The staff at the Art Academy consists of an additional 16 part-time teachers, all of whom are alumnae.
And then there is Pavo, the rescue dog who is at the school every day. “He is just great with the kids,” Robinson said. “When he comes in, it’s like some religious saint has entered. All the kids are trying to touch him.”
Classes are taught six days a week, with Friday the only day off. Students range in age from 5 to adults in their 90s., Robinson said. Although the school originally started out focusing only on children, it soon expanded to include adults, and today about 90 of the 400 students are adults.
Robinson said that with many of the adults, a sort of pattern emerges. They are around the age of 40 or older, and they call the school explaining that they had a passion for drawing and painting when they were younger, and then life got in the way. “They come in and want to know if they can still do it,” he said.
Regarding the younger students, Robinson said that every five years aesthetics with kids change. “It was Harry Potter and wizards five years ago. We had a group of girls interested in drawing dragons, and others want to draw unicorns. Then Japanese animation took off. We try to find teachers well versed in those areas,” he said.

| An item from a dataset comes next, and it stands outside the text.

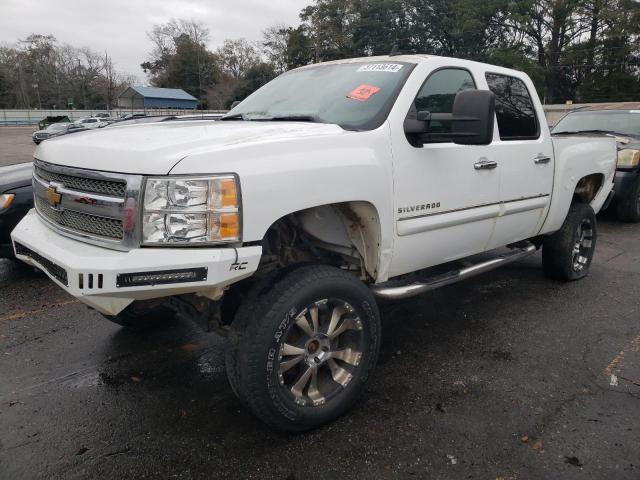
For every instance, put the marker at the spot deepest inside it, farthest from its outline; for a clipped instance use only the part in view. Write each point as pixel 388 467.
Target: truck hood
pixel 155 148
pixel 15 176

A large number of students have gone on to win awards. “Over 150 Art Academy students have won prizes at the Minnesota State Fair,” Howard said. “One of our students, Fina Mooney, recently traveled to New York to attend her first group show at the celebrated Salmagundi Club. What makes this unique is that Fina, at age 13, is the youngest person in the world to win an award in the highly competitive Art Renewal Center’s International Salon Competition.”
Robinson cited another student, Molly Dekarski, who is preparing to go off to college to study art. “She put in the time, and little miracles started happening,” he said. “She really took to watercolors, and won all major prizes at the state fair, including the Compass Award, which is rarer than a grand prize.”
Howard said one of their current students, Selena, is from Islamabad, Pakistan. She was at an art conference and saw the woman next to her drawing. “Where did you learn to draw like that?” she asked. The woman replied, “St. Paul.”
Selena looked St. Paul up on a map and saw that it was a twin city to Minneapolis, where her uncle lived, according to Howard. “She moved to Minneapolis to stay with her uncle and attend classes here,” she noted.
Robinson said it is experiences and relationships like these that have enabled his school to continue operating for 25 years.
“Once you can get the students to understand they can draw well, their skill level goes straight up,” he commented. “They become so focused.”
As well as believing that any child or adult can learn to draw, the other core principle of the Art Academy is that art history matters. “If we’re going to be giving a figure class, we will research for months regarding how historically these were taught. That streamlines the teaching process.”
“We want people to leave here feeling like they really have a leap,” Robinson continued, “So we put in a lot of efforts behind the scenes to make that happen.”